To be sure, there are probably plenty of people out there who truly have simple tastes and made decisions at early crossroads in their lives to live modestly, on a modest amount of money. But these are not the self-selected poster children of frugality, the lifestyle bloggers who periodically ride their online followings to a profile in The New Yorker or a piece in the Times. And this is what Westacott’s book helped me see: In truth, James Altucher and Tyler Brûlé aren’t at odds. They are both eminently secure financially—which is what I suspect is at the root of what draws me to both of them—and the main thing that separates them is how they chose to use their money. Brûlé put it toward globe-trotting; Altucher stashed it away.
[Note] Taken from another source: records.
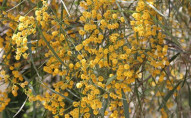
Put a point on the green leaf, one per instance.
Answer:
(111, 79)
(57, 57)
(168, 96)
(125, 105)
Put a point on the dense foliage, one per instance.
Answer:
(95, 58)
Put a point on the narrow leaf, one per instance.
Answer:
(111, 79)
(125, 105)
(189, 96)
(168, 96)
(51, 47)
(174, 57)
(105, 103)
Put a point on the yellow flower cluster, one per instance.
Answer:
(88, 62)
(26, 27)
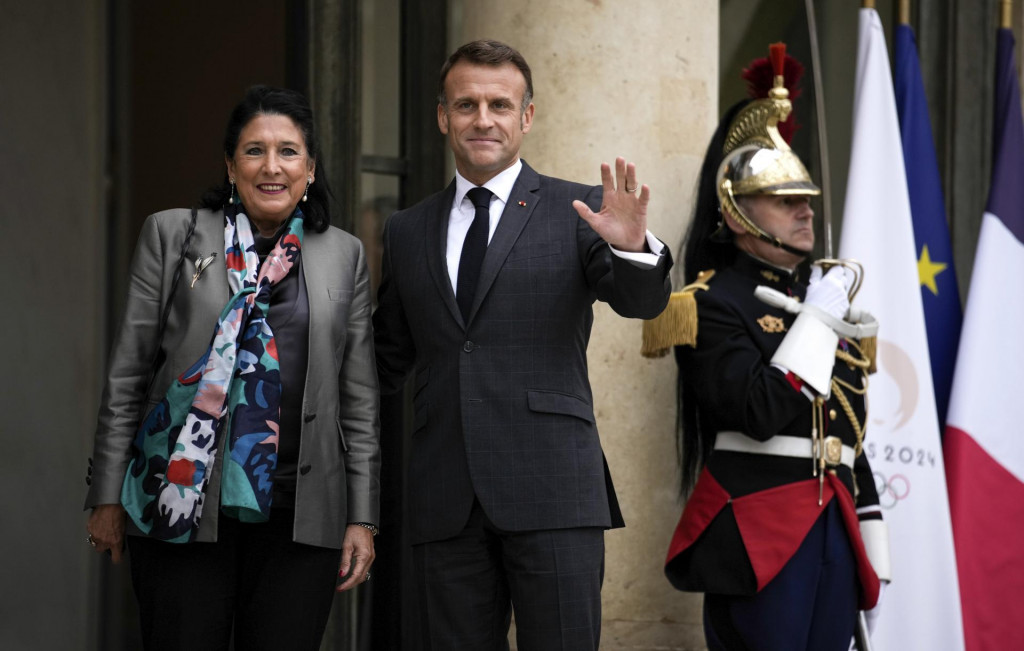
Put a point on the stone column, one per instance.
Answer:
(638, 80)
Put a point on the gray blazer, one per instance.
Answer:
(503, 404)
(339, 458)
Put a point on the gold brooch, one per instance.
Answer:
(201, 265)
(771, 323)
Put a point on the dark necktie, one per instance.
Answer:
(472, 250)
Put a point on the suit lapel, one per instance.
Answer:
(522, 202)
(212, 281)
(436, 230)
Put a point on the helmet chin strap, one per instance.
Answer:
(778, 244)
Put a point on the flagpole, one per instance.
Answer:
(819, 113)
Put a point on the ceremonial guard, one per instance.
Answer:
(781, 529)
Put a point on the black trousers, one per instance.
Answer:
(468, 586)
(254, 581)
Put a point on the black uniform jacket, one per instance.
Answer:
(729, 376)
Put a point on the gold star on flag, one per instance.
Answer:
(927, 270)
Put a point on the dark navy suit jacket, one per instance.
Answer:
(503, 404)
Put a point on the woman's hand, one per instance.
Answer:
(107, 529)
(356, 557)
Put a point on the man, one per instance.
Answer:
(486, 295)
(782, 529)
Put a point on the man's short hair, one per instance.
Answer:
(484, 52)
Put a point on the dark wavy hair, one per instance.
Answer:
(699, 252)
(265, 100)
(485, 52)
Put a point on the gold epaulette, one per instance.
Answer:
(677, 324)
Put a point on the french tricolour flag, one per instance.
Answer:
(984, 439)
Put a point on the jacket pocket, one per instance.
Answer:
(535, 250)
(339, 294)
(564, 403)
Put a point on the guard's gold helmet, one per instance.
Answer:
(757, 159)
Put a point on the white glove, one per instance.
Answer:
(871, 616)
(830, 293)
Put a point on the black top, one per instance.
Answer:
(289, 318)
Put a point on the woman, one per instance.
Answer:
(248, 464)
(781, 530)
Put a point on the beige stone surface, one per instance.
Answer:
(637, 80)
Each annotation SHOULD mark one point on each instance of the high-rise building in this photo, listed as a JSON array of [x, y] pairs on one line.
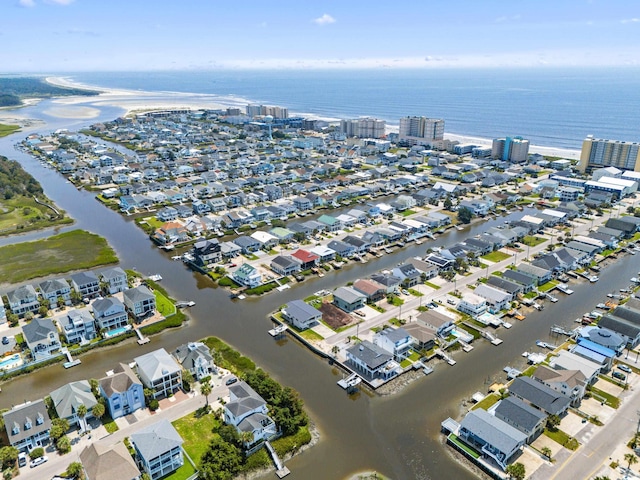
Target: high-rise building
[[597, 153], [421, 130], [363, 127], [511, 149]]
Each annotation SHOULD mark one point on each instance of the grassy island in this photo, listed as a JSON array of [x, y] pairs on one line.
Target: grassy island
[[74, 250]]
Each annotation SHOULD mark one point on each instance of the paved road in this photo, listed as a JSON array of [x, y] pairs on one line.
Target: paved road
[[57, 464]]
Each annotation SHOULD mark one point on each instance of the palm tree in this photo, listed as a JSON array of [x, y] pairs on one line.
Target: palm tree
[[205, 389]]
In The Wisdom of Frugality, Westacott at one point dwells on how wealthy people spend money to acquire status. It used to be that a fancy car or a country-club membership sufficed. But as these became available to more and more people, the acquisition of physical things has mostly taken a backseat to the acquisition of exotic experiences. Now, Westacott writes, because “not working is in itself no longer a badge of honor,” what the economist Thorstein Veblen in 1899 called “conspicuous leisure” is being displaced by conspicuous recreation. To describe the behavior of those who tire of this arms race, perhaps there needs to be yet a new term: conspicuous frugality.